Une information, qui n'est, certes, pas secrète, mais peu connue des sorciers lambdas tels que nous.

Pomela Riskin, journaliste. "

Cette Barbara Humphrey était un peu agressive mais Hermione comprenait malgré elle ses accusations. Même avec toute la volonté, la bienveillance et l'empathie du monde, comment pouvait-on se mettre à la place des victimes si on ne l'avait pas vécu soi-même. Mais, elle devait également reconnaître que c'est ce qui faisait l'impartialité d'un juge. Elle reposa le journal sans faire de commentaire. À la place, elle reprit la lettre que lui avait envoyé son petit-ami.

— Mione ? Tout va bien ? questionna Harry.

— Hein ? Oui ! C'est Ron, il m'invite au Terrier pour la fin des vacances !

— Oh mais c'est super ! J'y serais aussi, Ginny m'avait déjà invité.

— Oui, ça me fait plaisir.

— Pourquoi tu fronces les sourcils alors ? la taquina le brun.

Hermione détendit aussitôt son visage.

— Non, je… Enfin, ça fait un mois que je n'avais pas eu de ses nouvelles.
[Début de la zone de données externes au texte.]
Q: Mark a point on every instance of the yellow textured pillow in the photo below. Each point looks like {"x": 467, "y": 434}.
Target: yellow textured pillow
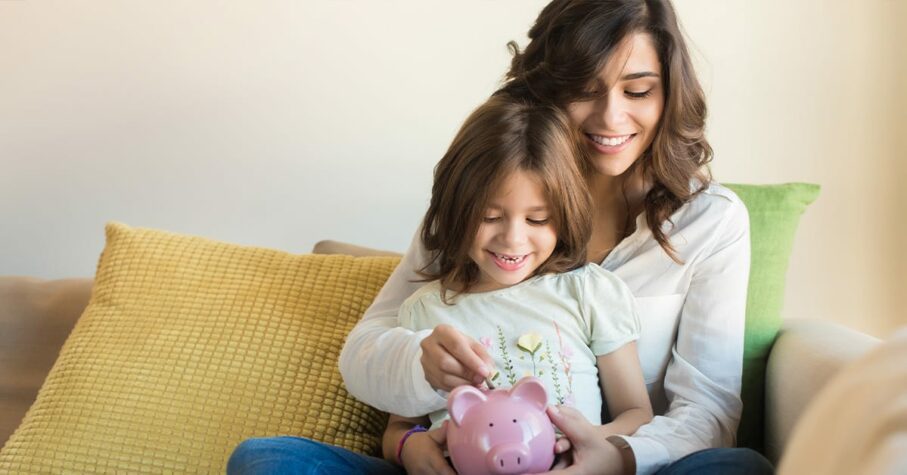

Il a l'air de beaucoup travailler.

— Heureusement, tu vas bientôt pouvoir le revoir.

La phrase de son ami lui rendit le sourire. C'est vrai, elle allait bientôt être avec lui. Et elle lui manquait, il l'avait écrit. Elle serra le papier vert contre sa poitrine. Elle lui enverra sa réponse ce soir-même.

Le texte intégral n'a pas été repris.